李夫人自尽而死,她临死前用剑撑住了身体,依旧保持着坐在榻上的姿势,怒目圆睁,就好像下一秒就要开口呵斥一般。
陈良翰甚至连薛宝儿的死都不敢多问,只顾得让陈家的老家人收敛了李夫人的尸体。
但一直到现在,他的眼前仍旧浮现着当时的情景。
如今又确凿了潘家的背叛与武顷的忽视,陈良翰心情极为低落。
“都给我滚!”陈良翰不耐烦地把围着的人全部赶走,拉长脸蛋,一脸阴郁的来到了玉官房门口。
玉官此时不用上台演戏,自然也就恢复了男装,他是极得意自己能扒上陈良翰的,自然也就一心一意的帮陈良翰出主意,以图让这份富贵更久一点。

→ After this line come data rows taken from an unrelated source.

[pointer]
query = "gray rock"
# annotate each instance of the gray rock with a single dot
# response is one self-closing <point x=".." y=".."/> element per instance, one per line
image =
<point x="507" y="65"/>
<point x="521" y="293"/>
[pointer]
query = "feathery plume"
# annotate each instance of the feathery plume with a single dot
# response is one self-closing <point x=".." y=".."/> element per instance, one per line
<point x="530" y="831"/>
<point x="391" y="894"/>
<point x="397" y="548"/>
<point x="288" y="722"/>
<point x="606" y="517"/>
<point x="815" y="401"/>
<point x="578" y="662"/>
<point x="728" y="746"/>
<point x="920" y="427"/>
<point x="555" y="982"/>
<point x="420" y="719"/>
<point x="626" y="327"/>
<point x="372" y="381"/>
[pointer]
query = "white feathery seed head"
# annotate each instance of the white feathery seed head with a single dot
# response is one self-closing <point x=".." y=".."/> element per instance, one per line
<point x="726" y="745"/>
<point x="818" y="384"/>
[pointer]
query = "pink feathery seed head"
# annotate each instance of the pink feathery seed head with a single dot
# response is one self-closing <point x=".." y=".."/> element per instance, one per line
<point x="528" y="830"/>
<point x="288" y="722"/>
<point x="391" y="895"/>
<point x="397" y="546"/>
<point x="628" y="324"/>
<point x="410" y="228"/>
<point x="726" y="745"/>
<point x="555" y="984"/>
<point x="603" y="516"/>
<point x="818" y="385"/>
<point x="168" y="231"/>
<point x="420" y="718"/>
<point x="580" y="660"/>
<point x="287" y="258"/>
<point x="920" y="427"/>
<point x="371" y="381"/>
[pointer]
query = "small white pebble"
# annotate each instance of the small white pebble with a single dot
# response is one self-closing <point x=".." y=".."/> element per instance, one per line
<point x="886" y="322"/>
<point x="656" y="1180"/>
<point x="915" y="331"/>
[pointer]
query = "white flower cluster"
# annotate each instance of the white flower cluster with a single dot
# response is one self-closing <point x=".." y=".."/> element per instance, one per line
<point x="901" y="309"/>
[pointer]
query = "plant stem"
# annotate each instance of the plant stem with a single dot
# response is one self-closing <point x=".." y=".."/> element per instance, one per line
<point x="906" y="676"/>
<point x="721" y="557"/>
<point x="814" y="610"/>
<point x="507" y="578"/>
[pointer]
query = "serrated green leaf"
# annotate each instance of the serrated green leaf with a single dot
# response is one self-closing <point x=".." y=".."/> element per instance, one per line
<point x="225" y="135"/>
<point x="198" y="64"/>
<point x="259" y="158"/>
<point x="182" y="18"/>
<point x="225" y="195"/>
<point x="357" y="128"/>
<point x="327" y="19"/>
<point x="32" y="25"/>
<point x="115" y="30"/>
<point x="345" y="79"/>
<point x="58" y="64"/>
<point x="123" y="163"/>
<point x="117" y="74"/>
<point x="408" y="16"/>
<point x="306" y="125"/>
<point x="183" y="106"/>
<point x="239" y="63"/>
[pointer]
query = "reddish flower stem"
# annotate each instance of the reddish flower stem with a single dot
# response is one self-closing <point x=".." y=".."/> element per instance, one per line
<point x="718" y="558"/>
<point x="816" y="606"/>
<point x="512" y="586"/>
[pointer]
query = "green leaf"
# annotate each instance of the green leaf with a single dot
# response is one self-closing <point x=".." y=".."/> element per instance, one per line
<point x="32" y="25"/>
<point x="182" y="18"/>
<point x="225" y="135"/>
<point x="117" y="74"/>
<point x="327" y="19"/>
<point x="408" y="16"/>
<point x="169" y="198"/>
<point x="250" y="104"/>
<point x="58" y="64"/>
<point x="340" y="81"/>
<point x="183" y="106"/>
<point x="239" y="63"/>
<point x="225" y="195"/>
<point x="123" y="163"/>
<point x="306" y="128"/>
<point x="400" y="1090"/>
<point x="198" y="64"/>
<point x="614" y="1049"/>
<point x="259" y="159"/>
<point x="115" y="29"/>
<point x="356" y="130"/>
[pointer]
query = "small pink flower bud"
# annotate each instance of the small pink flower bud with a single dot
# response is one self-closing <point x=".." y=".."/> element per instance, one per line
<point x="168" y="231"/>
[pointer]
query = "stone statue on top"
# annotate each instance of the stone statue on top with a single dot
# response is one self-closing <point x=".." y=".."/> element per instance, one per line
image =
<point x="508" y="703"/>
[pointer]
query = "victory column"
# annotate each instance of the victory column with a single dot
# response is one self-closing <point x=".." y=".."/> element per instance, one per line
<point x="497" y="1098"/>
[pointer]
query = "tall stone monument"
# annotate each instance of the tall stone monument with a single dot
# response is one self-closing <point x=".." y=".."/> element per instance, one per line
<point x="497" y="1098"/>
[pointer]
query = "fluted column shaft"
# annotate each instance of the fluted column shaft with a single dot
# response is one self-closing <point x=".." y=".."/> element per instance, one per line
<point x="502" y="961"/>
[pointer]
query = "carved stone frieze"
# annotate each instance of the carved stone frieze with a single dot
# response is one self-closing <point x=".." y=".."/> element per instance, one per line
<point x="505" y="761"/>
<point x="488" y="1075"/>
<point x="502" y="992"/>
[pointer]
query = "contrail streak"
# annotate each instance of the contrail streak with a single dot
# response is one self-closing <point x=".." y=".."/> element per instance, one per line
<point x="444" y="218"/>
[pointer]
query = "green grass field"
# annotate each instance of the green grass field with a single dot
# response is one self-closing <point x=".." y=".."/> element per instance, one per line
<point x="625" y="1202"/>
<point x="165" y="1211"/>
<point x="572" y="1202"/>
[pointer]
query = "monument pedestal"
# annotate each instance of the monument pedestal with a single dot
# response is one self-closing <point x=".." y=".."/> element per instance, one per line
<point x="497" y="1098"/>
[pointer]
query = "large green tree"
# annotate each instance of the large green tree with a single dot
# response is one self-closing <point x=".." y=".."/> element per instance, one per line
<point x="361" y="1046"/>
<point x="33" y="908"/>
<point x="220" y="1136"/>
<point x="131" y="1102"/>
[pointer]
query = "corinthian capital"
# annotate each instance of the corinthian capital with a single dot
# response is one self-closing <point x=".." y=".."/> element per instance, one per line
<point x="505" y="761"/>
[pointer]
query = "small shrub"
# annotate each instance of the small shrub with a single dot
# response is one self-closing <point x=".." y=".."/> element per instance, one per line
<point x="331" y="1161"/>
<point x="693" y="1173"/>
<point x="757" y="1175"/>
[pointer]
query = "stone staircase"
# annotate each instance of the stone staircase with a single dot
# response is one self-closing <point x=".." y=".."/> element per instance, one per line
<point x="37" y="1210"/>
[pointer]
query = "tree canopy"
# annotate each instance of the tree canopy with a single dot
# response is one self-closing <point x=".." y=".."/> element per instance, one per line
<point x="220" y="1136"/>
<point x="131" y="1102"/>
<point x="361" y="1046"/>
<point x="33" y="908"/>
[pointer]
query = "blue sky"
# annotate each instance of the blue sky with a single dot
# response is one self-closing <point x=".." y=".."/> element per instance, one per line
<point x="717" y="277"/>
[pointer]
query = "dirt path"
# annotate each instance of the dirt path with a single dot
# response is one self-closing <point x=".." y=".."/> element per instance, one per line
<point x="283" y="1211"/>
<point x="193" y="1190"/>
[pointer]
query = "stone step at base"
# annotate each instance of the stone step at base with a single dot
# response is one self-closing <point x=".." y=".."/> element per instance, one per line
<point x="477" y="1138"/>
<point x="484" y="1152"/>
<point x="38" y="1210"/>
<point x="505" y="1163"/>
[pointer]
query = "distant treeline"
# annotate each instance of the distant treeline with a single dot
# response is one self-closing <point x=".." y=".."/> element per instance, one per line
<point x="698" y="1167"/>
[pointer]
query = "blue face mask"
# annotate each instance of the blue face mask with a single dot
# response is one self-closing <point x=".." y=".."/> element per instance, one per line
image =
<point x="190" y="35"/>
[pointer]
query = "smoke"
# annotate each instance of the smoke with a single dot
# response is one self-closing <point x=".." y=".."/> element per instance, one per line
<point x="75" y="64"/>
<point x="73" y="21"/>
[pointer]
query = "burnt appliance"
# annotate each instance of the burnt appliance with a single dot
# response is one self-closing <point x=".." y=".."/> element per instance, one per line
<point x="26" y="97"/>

他坐在一旁,听着陈良翰抱怨,当即就分析出了四五六七,“你傻啊!潘家为什么能得到小王子的信任?还不是因为现在小王子要靠潘家来维持向县治安。如果你手里也有了一批人马,你看到时候小王子用不用你。”
陈良翰不太懂,“且不说我这不知道从哪里去弄人马。如果我有了自己军队,小王子还不手起刀落把我干掉?我爹那蠢人可是誓死不降,要不是他,我也不至于被小王子冷落。”
玉官给他细细掰扯,“就好比我们福月班。之前我唱青衣,唱火了好几场,可接下来班长不但没开心,反而开始捧其他角儿来打压我,就是怕我控制不住,想要找个人来压制一下我......”
说起这个,陈良翰眉眼就鲜活起来了,“是喜官吧?她是个标致姑娘,扮起小生来真是一绝,那眉眼身姿,虽不及你,但是细细看去也别有一番风情。”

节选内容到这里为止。